Fancy Æschylus working up that story with the Furies for a chorus and
Nemesis appearing at intervals to nerve the old hero!
[Illustration: AFTER THE SPRING BREAK-UP.]
[Illustration: "HOLE-IN-THE-WALL" ON THE UPPER MISSOURI.]
[Illustration: PALISADES OF THE UPPER MISSOURI.]
And Rose the Renegade, who became the chief of a powerful tribe of
Indians! And Father de Smet, one of the noblest figures in history,
carrying the gospel into the wilderness! And Le Barge, the famous pilot,
whose biography reads like a romance! In the history of the Missouri
River there were hundreds of these heroes, these builders of the epic
West.
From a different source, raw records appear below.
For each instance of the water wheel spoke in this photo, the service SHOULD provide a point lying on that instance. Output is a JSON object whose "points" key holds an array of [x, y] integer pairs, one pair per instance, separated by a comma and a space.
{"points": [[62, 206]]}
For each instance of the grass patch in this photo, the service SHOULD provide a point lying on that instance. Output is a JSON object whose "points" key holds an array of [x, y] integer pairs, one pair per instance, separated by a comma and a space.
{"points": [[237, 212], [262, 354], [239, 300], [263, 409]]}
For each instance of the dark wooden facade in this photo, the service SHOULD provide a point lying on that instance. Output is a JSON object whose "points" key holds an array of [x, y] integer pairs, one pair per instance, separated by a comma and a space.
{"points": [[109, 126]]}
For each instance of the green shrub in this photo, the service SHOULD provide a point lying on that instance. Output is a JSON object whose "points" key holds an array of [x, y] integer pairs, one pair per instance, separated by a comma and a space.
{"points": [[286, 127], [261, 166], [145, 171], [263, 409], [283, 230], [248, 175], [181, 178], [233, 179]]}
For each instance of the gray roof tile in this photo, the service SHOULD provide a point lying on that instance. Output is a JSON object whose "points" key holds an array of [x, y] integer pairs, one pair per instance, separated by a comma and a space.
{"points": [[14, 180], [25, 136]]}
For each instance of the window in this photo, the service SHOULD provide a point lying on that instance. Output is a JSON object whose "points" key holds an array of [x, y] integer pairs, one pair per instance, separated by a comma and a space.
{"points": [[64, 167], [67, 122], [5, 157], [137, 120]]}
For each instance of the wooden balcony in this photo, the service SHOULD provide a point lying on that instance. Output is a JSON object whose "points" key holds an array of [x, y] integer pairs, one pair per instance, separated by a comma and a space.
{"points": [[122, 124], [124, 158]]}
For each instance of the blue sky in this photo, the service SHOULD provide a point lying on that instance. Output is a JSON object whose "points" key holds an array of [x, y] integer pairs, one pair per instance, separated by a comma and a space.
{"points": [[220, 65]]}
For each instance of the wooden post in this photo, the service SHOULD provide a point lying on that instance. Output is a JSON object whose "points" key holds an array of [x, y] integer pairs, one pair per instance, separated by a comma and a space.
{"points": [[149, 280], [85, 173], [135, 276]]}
Some of them were violent at times; some were good men and
some were bad. But they were masterful always. They met obstacles
and overcame them. They struck their foes in front. They thirsted in
deserts, hungered in the wilderness, froze in the blizzards, died with the
plagues, and were massacred by the savages. Yet they conquered.
Heroes of an unwritten epic! And their pathway to defeat and victory
was the Missouri River.

If you wish to have your epic spiced with the glamour of kings, the
history of the river will not fail you; for in those days there were kings
as well as giants in the land. Though it was not called such, all the
blank space of the map of the Missouri River country and even to the
Pacific, was one vast empire--the empire of the American Fur
Company; and J.J. Astor in New York spoke the words that filled the
wilderness with deeds. Thus democratic America once beheld within
her own confines the paradox of an empire truly Roman in character.
Here and there on the banks of the great waterway--an imperial road
that would have delighted Cæsar--many forts were built. These were
the ganglia of that tremendous organism of which Astor was the brain.
The bourgeois of one of these posts was virtually proconsul with
absolute power in his territory. Mackenzie at Union--which might be
called the capital of the Upper Missouri country--was called "King of
the Missouri." He had an eye for seeing purple. At one time he ordered
a complete suit of armor from England; and even went so far as to have
medals struck, in true imperial fashion, to be distributed among his
loyal followers.
Far and wide these Western American kings flung the trappers, their
subjects, into the wilderness. Verily, in the unwritten "Missouriad"
there is no lack of regal glamour.
The ancients had a way of making vast things small enough to be
familiar. They make gods of the elements, and natural phenomena
became to them the awful acts of the gods.
These moderns made no gods of the elements--they merely conquered
them! The ancients idealized the material. These moderns materialized
the ideal. The latter method is much more appealing to me--an
American--than the former. I love the ancient stories; but it is for the
modern marvellous facts that I reserve my admiration.